Consumers and businesses may agree to resolve disputes in individual arbitration, even in Massachusetts

August 22, 2012 | By DEBORAH LA FETRA

In 2011, the United States Supreme Court held in AT&T Mobility v. Concepcion that states could not invoke “public policy” or “unconscionability” as a reason to invalidate arbitration agreements that contain a class action waiver.  The Federal Arbitration Act demands that arbitration agreements be considered the same as any other type of contract.  As a result, state laws and policies – whether enacted by a legislature, or created by courts as part of the common law – can invalidate arbitration agreements only for the general reasons that can void any contract (for example, fraud).  And courts cannot force consumers and businesses into inefficient, expensive, and time-consuming class action procedures when they agreed to proceed on an individual basis.

The ripples of Concepcion are being felt across the country.  In Massachusetts, the Supreme Judicial Court is revisiting a case decided two years before Concepcion, Feeney v. Dellwhich invalidated a consumer contract that contained a class action waiver in the arbitration provision.  The court requested interested groups to file amicus briefs, and naturally PLF jumped at the opportunity.

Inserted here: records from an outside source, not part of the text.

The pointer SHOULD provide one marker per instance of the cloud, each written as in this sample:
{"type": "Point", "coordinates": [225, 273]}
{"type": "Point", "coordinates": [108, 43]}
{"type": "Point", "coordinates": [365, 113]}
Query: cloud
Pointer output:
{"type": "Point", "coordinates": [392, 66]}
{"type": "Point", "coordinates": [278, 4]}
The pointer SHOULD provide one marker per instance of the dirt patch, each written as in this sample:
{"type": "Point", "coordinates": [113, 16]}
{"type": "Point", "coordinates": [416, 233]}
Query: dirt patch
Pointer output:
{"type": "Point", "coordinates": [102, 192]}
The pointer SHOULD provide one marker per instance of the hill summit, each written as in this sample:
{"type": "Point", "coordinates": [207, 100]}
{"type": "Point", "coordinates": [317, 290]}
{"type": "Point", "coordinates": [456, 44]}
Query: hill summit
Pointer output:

With help from local counsel Donald R. Pinto, Jr., PLF’s amicus brief, filed yesterday, argues that the 2009 Feeney decision elevated certain public policy concerns codified in the state’s consumer protection law above the controlling federal arbitration statute and substantive federal common law of arbitration.  The key to the public policy discussion in Feeney was the focus on consumers banding together in class proceedings to vindicate small-dollar consumer claims.  But Concepcion declared that interest to be insufficient to overcome FAA preemption and thus cannot justify infringing the freedom of consumers and businesses to contract for alternative dispute resolution.

The court will hear oral argument in the case in October.